Già, perché il nome Dolce & Gabbana – oltre a evocare pizzi e passioni sicule – è passato anche per i corridoi del tribunale. Accusati nel 2009 di evasione fiscale per circa 249 milioni di euro attraverso una società in Lussemburgo, i due affrontarono un iter giudiziario tortuoso e mediaticamente esplosivo.
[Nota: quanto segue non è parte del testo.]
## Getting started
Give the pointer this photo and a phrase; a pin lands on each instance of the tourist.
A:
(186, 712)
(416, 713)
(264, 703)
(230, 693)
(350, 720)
Condannati in primo grado a un anno e otto mesi di reclusione, furono poi prosciolti in Cassazione nel 2014 “per non aver commesso il fatto”.
Ma la giustizia non è mai stata il solo campo minato: spot pubblicitari giudicati sessisti, accuse di razzismo (come nel caso della controversa campagna in Cina nel 2018), botta e risposta con Re Giorgio Armani sul tema del plagio, e ovviamente… la diplomazia da social media, fatta di tweet al vetriolo e risposte piccate.
Genio, sregolatezza e la sindrome da tweet
Il tutto senza mai perdere quell’aria da griffe che non chiede scusa, o quantomeno lo fa in modo teatrale. Quando vennero accusati di razzismo per uno scambio su Instagram pubblicato da DietPrada, Gabbana sostenne di essere stato hackerato. Una spiegazione da film di Lino Banfi.
Il filo dell’identità
La mostra Dal Cuore alle Mani è un inno all’artigianalità, alla cultura mediterranea e al sogno estetico. Ma anche un promemoria del prezzo – simbolico, mediatico, e talvolta legale – che si paga quando si decide di essere più di un marchio: un’identità cucita addosso al tempo.
In fondo, Dolce & Gabbana non sono mai stati semplicemente stilisti. Sono narratori barocchi del made in Italy, provocatori professionisti, e – a loro modo – imprenditori che hanno costruito un impero a colpi di tulle, tweet e tribunali. Un caso di studio unico per l’economia del lusso.
E forse anche per quella dell’indignazione.